Lab 04 10 pts Week 2 Due Apr 8

Lab 04: Unit Converter

Integer division, modulus, type casting, and formatted output

integer-division modulus casting printf
Clone from GitHub
3 checkpoints 5 autograder 2 timeliness
Prerequisites: lesson-1-6

After this lab, you will be able to:

  • Use integer division (/) and modulus (%) to decompose values into larger units
  • Cast between int and double to control division behavior
  • Format output with System.out.printf and format specifiers
  • Distinguish when integer division is useful vs. when it causes bugs

What You’re Building

You will write a unit converter that takes a total number of minutes and breaks it into hours and minutes, computes a percentage, and formats everything with printf. This lab drills the difference between integer division (which truncates) and floating-point division (which preserves decimals) — a distinction that does not exist in Python 3.


Concepts and Misconceptions

Concept Common Mistake What the Test Catches
Integer division Expecting 7 / 2 to produce 3.5 (it produces 3) Incorrect hours or minutes value
Modulus Confusing % with percentage; writing minutes % 100 instead of minutes % 60 Remainder exceeds 59
Casting Casting the result instead of the operand: (double)(a / b) vs (double) a / b Percentage is 0.0 instead of correct value
printf format Missing %n or \n at end of format string Output lines merge together

Checkpoints

Checkpoint 1: Convert Minutes to Hours and Minutes

What to do: Given int totalMinutes, compute hours = totalMinutes / 60 and remaining = totalMinutes % 60. Print in the format: "3 hours and 27 minutes".

What the test checks: For input 207, output is exactly "3 hours and 27 minutes".

Debugging tip: If hours is correct but minutes is wrong, double-check your modulus divisor. % 60 gives minutes remaining after full hours. % 100 is a common mistake that gives a meaningless value.

Checkpoint 2: Compute a Percentage with Casting

What to do: Compute what percentage of a full day (1440 minutes) the input represents. Cast to double before dividing: (double) totalMinutes / 1440 * 100.

What the test checks: The percentage is a double with the correct value (e.g., 14.375 for 207 minutes). Integer division would produce 0.0.

Debugging tip: If your result is 0.0, check where the cast is. (double)(207 / 1440) casts after integer division — the damage is already done. The cast must go on one of the operands before the / operator.

Checkpoint 3: Format Output with printf

What to do: Rewrite your output using System.out.printf. Display hours and minutes as integers and the percentage to two decimal places: printf("%d hours, %d minutes (%.2f%%)%n", hours, remaining, pct).

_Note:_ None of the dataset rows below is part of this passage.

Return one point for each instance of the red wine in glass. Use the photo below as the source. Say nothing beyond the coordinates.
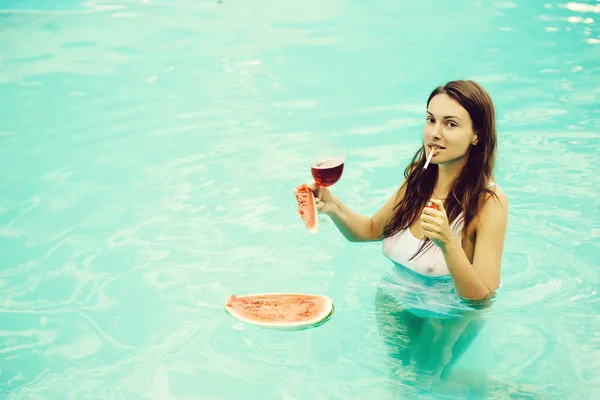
(328, 171)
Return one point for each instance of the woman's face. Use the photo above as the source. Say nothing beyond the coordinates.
(448, 130)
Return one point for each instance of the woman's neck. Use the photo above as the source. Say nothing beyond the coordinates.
(447, 175)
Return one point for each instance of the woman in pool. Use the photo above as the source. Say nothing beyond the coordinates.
(463, 236)
(454, 247)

What the test checks: Output matches the exact format, including two decimal places and the % sign.

Debugging tip: To print a literal % with printf, use %%. A single % is a format specifier prefix, so printf("85%") will crash with java.util.MissingFormatArgumentException. Write printf("85%%") instead.


How to Debug

  1. Test with edge cases. Try totalMinutes = 0, 60, 61, and 1440. Zero and exact multiples of 60 reveal off-by-one errors. 1440 should produce 100.00%.

  2. Print the raw division. Before formatting, print totalMinutes / 1440 and (double) totalMinutes / 1440 on separate lines. If both produce the same integer result, your cast is missing or misplaced.

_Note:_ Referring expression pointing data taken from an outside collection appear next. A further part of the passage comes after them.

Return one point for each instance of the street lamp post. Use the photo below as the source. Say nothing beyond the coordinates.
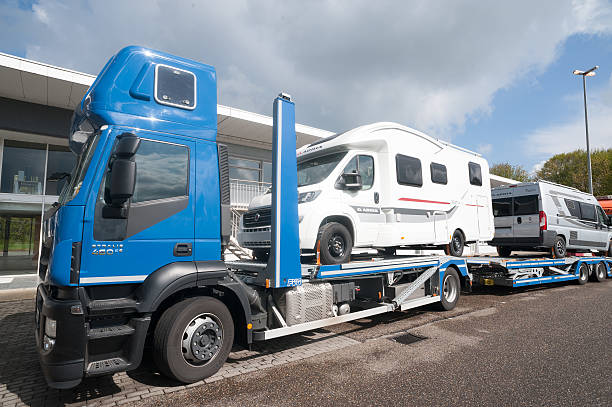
(584, 74)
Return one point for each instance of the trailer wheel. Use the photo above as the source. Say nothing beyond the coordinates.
(583, 274)
(193, 339)
(455, 246)
(504, 251)
(450, 290)
(336, 243)
(599, 272)
(559, 249)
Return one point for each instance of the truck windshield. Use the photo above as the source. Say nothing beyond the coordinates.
(72, 188)
(317, 169)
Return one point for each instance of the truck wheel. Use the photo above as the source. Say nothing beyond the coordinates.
(455, 247)
(193, 339)
(451, 287)
(583, 274)
(559, 248)
(261, 254)
(504, 251)
(599, 272)
(336, 243)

  3. Check printf argument count. printf crashes at runtime (not compile time) if the number of % specifiers does not match the number of arguments. Count them: each %d, %f, or %s needs exactly one corresponding argument, in order.


Scoring

Component Points Criteria
Checkpoints 3 1 pt each. Binary: the checkpoint test passes or it does not.
Autograder 5 Correctness across all test cases. Partial credit by proportion of tests passed.
Timeliness 2 Full credit if submitted by the due date. 0 if late.